Figure 1 is a schematic longitudinal sectional view of the overall layout of this sewage treatment equipment, Figure 2 is a diagrammatic plan view from above at the height of the outlet of the equipment shown in Figure 1, and Figure 3 is a schematic longitudinal sectional view of the overall layout of this sewage treatment equipment. FIG. 4 is an enlarged partial cross-sectional view of a preferred type of bioagglomerate support system for the equipment of FIG. 1; FIG. 1: Layer 2: Inlet 3: Outlet 10 Niscreen 11a: Device 13: Inverted box 17: Liquid surface
19: First sedimentation chamber 20.18.14: Biological agglomerate support device 22: Return flow ducts 1 to 23: Valve device 24; Final sedimentation chamber 32: Coagulation medium, biological agglomerate support device

Claims (10)

[Claims] (1) A tank (1) containing liquid sewage up to the liquid surface (17) and gas above the liquid surface, and an inlet for the sewage to the tank (2)
, an outlet (3) from a tank of treated sewage, and a biological agglomerate support device in the tank, the equipment periodically raising said liquid surface (17) in the tank. and devices (11a), (13) for lowering and ensuring that the biological conglomerates on the support devices (14), (18), (20) are in alternating contact with liquid and gas. and sewage treatment equipment. (2) In the equipment set forth in claim 1, the biological agglomerate support devices (14), (18), and (20) are stationary within the tank to define a plurality of flow paths, through which the biological agglomerate support devices (14), (18), and (20) is the liquid surface (
17) can flow in one direction when rising, and the liquid surface (1
7) A facility characterized by being able to flow in the opposite direction when descending. (3) In the equipment according to claim 1 or 2, the device for periodically raising and lowering the liquid surface (17) in the tank includes an inverted box (13), and pressurizes it. A facility characterized in that it is capable of supplying air (via (12)). (4) The equipment according to claim 3, characterized in that the biological agglomerate support device (14) is located within the inverted box (13). (5) In the equipment according to any one of claims 1 to 4, the initial precipitation chamber (19) is provided with an inlet (
2) is located upstream of the main chamber of the facility, and the final settling chamber (24) is located downstream of the main chamber, close to the outlet (3). (6) In the equipment according to claim 5, each chamber has an individual biological agglomerate support device (14), (20), (1
8) and (32). (7) In the equipment according to claim 5 or 6, a screen (10) is disposed between the initial precipitation chamber (19) and the main room of the equipment, and the screen (10)
The equipment is characterized in that it filters and removes solid matter exceeding a certain size to prevent the solid matter from flowing into the main chamber. (8) The equipment according to claim 7, characterized in that regular backwashing of the screen (10) is caused by regular changes in the surface of the liquid in the tank. (9) In the equipment according to any one of claims 5 to 8, the liquid surface (17) reaches or exceeds its intended maximum height in the tank.

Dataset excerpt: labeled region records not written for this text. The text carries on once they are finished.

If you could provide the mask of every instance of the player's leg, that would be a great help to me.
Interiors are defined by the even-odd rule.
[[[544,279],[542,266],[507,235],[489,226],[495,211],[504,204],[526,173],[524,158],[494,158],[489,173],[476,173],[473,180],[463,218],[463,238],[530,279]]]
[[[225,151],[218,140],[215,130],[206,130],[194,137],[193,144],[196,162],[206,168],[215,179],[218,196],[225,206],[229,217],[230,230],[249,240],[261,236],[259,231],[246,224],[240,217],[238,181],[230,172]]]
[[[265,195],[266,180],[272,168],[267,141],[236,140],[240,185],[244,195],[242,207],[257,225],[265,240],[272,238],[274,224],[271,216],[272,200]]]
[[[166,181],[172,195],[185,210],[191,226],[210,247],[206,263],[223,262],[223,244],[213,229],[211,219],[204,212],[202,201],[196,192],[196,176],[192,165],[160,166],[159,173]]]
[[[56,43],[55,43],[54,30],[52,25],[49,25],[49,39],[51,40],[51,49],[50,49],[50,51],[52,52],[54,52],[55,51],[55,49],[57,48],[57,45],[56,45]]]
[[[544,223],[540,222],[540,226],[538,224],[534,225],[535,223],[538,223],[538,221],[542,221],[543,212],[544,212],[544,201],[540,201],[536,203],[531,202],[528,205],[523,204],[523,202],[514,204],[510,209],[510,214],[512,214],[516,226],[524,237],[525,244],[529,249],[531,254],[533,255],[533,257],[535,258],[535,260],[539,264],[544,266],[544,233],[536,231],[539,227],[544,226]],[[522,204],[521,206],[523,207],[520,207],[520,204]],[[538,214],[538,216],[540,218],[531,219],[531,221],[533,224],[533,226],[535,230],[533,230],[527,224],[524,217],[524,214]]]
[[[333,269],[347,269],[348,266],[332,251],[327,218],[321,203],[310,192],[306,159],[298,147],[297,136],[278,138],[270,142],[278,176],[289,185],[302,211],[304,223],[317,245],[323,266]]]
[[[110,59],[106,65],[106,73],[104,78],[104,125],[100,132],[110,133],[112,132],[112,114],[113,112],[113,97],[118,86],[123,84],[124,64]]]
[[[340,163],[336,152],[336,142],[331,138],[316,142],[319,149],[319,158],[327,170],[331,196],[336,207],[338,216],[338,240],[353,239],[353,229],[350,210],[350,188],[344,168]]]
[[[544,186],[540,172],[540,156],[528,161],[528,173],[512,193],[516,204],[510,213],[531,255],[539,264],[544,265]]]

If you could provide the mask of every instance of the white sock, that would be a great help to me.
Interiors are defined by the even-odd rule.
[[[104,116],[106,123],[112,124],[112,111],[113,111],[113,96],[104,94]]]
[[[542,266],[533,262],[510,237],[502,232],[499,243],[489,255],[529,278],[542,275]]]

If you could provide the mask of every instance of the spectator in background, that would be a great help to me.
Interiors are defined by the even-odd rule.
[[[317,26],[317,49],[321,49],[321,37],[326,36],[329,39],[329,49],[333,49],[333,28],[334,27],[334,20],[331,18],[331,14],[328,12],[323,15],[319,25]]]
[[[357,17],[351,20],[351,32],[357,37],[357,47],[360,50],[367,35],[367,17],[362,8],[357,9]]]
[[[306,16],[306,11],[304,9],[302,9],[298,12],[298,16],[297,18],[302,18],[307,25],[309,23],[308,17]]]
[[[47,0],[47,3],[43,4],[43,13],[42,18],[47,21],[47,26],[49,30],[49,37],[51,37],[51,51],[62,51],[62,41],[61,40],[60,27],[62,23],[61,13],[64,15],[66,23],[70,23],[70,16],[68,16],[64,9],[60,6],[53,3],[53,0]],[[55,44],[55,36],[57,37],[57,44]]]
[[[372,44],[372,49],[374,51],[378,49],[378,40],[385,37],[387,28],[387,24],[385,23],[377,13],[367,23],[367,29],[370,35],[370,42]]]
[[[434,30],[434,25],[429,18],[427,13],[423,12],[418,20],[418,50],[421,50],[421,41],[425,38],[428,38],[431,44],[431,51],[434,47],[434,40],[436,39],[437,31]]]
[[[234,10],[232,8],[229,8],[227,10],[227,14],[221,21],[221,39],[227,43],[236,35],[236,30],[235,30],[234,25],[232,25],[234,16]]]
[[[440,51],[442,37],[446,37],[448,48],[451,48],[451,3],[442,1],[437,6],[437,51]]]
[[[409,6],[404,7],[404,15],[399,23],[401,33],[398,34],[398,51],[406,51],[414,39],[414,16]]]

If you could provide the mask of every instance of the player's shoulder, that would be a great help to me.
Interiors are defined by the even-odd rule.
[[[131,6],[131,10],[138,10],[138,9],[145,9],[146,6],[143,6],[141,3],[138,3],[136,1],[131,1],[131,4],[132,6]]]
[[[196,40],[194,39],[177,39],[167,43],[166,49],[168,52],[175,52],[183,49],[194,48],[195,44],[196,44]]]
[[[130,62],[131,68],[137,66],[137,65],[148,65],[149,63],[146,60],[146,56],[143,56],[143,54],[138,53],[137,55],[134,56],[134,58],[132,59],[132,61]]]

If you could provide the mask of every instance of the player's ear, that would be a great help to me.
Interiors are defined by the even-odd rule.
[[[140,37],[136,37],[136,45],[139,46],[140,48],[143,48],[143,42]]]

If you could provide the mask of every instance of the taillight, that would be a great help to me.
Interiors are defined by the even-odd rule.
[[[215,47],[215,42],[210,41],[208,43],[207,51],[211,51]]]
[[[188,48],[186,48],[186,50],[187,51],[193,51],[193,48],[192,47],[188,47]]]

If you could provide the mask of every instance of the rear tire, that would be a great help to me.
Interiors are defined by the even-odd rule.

The equipment is characterized in that the final precipitation chamber (24) is filled with the main chamber only when (10) In the equipment according to claim 9,
The final settling chamber includes a return flow duct (22) returning back to the main chamber and a valve arrangement (23) coupled to the return flow duct to prevent the flow of liquid from the main chamber to the final chamber via the duct. equipment, characterized in that the aggregation medium (32) in the final chamber (24) contains the fibers and breaks up the streamlines.